Full strength phosphoric acid should effectively remove the rust. You can buy it from most hardware stores or auto body supply shops, usually as 'naval jelly'. Since the bolts are small, you should be able to fully submerge them in the acid. BE VERY, VERY CAREFUL!!! Use proper skin and eye protection. Let them soak for a while in the acid, remove and let dry. Then use a wire brush to remove any scale that forms. Once the rust is gone, I would use a gloss or semi-gloss spray enamel like rustoleum. Insert the bolts in a piece of cardboard so only the heads are exposed, spray them with a thin coat and let dry, repeat if necessary. Once completely dry, put them in a 350 degree oven for 15 minutes to further harden the finish. This leaves a shiny, hard finish that will stand up to being wrenched on. If anything happens to the finish, it is very easy/cheap to fix!
A few things to note:
Don't apply the paint too thick! If you do, you may have a hard time getting a wrench or socket on the bolt.
Let the paint dry completely before putting it in the oven, usually 24 hours. 
Be sure the bolts are clean and free of acid before painting.
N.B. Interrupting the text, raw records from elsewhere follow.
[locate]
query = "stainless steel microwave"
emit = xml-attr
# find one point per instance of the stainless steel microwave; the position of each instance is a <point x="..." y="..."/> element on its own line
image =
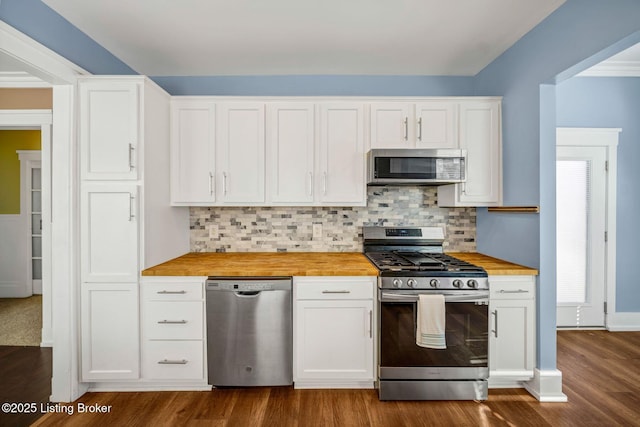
<point x="415" y="166"/>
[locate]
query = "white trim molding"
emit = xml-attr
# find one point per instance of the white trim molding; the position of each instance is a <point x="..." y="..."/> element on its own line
<point x="623" y="322"/>
<point x="608" y="138"/>
<point x="546" y="386"/>
<point x="35" y="59"/>
<point x="613" y="69"/>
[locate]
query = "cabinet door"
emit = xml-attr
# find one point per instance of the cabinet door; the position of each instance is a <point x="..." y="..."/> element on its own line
<point x="436" y="125"/>
<point x="342" y="156"/>
<point x="240" y="153"/>
<point x="391" y="125"/>
<point x="511" y="339"/>
<point x="109" y="230"/>
<point x="192" y="152"/>
<point x="290" y="144"/>
<point x="480" y="136"/>
<point x="109" y="130"/>
<point x="110" y="341"/>
<point x="334" y="340"/>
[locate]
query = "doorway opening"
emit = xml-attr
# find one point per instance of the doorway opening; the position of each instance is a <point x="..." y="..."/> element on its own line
<point x="585" y="221"/>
This will cause problems with paint adhesion if you don't.
Other than that, good luck!


----------



## Si Trav (Oct 26, 2008)

SAATR thank you very very much for the detailed reply. very much apprecaited


----------



## SAATR (Oct 3, 2008)

*Re: (Si Trav)*

Any time







.


----------



## Si Trav (Oct 26, 2008)

anyone else with a nickles worth the free advice?


----------



## Si Trav (Oct 26, 2008)

anyoneeeee


----------



## runnin9z (Dec 30, 2003)

wow i was thinking about ordering bolts from BFI, guess not anymore, how long were they one the car? and who makes that other bolt int eh last picture you were comparing it to?
you could take the bolts to a bench wire wheel the get alot of the hard rust off, if you dont want to do the acid method.


----------



## Atlanta_MK3 (Jan 4, 2009)

Take them to a plater local to you.
You could have them dipped in costic soda then polished and re plated for around 60-80.


----------



## Si Trav (Oct 26, 2008)

thats actually not a bad idea...and the price dosen't seem too steep either. good looks!


----------



## Si Trav (Oct 26, 2008)

before i go and pay to have it done, any more at home suggestions?


----------



## Si Trav (Oct 26, 2008)

anyone with any more suggestions


----------



## Si Trav (Oct 26, 2008)

before I go as extreme as acid i dumped them all in a bucket and poured a 2 liter bottle of coke on that. theres enough coke to ruin the lining your stomach so i hope it will take off the rust on these bad boys


----------



## jesserobertbaker (Nov 9, 2006)

*Re: (Si Trav)*

and how did the coke work for you?


----------



## Si Trav (Oct 26, 2008)

*Re: (jesserobertbaker)*

well theve been soaking for about 22 hours now..im not sure when I should take them out and clean them


----------